À propos de cette édition
Résumé/Sommaire
Un homme prend du poids sans que son apparence s’en trouve affectée. Il consulte des spécialistes qui se penchent avec intérêt sur son cas. En quelques mois, l’homme atteint la demi-tonne. Il n’arrive plus à bouger. Son corps se densifie, se pétrifie. L’hypothèse des minitrous noirs est émise : l’organisme absorberait des particules de l’air ambiant, particules non identifiées à ce jour. Aucun physicien n’arrive à renverser le processus. Un dimanche, le cœur de l’homme cesse de battre. Deux jours plus tard, le mort raconte sa sortie de l’immeuble, à l’aide d’une grue, et le plaisir recouvré de la légèreté.
Commentaires
C’est sous forme de journal que nous est livrée l’étrange histoire de ce personnage, ce qui constitue une énigme en soi.
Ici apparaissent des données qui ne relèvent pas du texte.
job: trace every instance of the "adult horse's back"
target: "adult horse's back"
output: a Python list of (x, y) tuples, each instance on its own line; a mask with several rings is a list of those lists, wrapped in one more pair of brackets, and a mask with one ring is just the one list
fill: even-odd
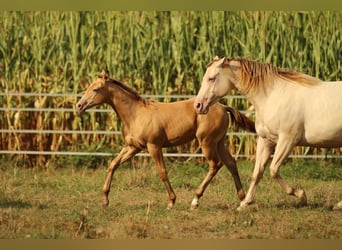
[(279, 168), (294, 146), (342, 146), (342, 82), (324, 82), (306, 74), (285, 71), (246, 59), (214, 59), (207, 67), (194, 103), (198, 113), (237, 89), (255, 107), (259, 135), (252, 181), (240, 209), (254, 200), (265, 165), (285, 192), (306, 203), (304, 190), (289, 186)]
Car comment un homme victime de pétrification peut-il tenir un journal ? Comment un homme qui perd l’usage de ses membres et de la parole peut-il raconter son histoire, à la première personne, même au-delà de la mort ? À qui s’adresse-t-il ? Et dans quel but raconte-t-il son expérience avec une telle précision ?
La nouvelle part d’un principe qui défie les lois connues de la physique. Mais c’est avec légèreté et humour que l’auteur aborde le sujet. Le personnage se montre en effet beaucoup plus intrigué – et surtout incommodé – qu’angoissé par ce qui lui arrive. L’homme s’étonne d’abord du changement de poids chez lui alors que le miroir lui renvoie obstinément la même image de lui-même. Il cherche une explication. Mais force lui est d’admettre qu’il vit l’impossible. Suivent alors les consultations, les expériences et les hypothèses des astrophysiciens qui visent un Nobel. Le cas n’est-il pas magnifique ? Il leur faut trouver la cause des troubles gravitationnels. Et s’ils avaient enfin trouvé le graviton ? « Le graviton est une mystérieuse particule que nous pourchassons depuis des années. Le jour où nous la tiendrons, nous saurons enfin le poids de l’univers, et si tout se terminera par le big crunch ! » Chose certaine, notre héros finit en état d’apesanteur, au bout d’une grue, content d’avoir échappé au poids de la condition humaine.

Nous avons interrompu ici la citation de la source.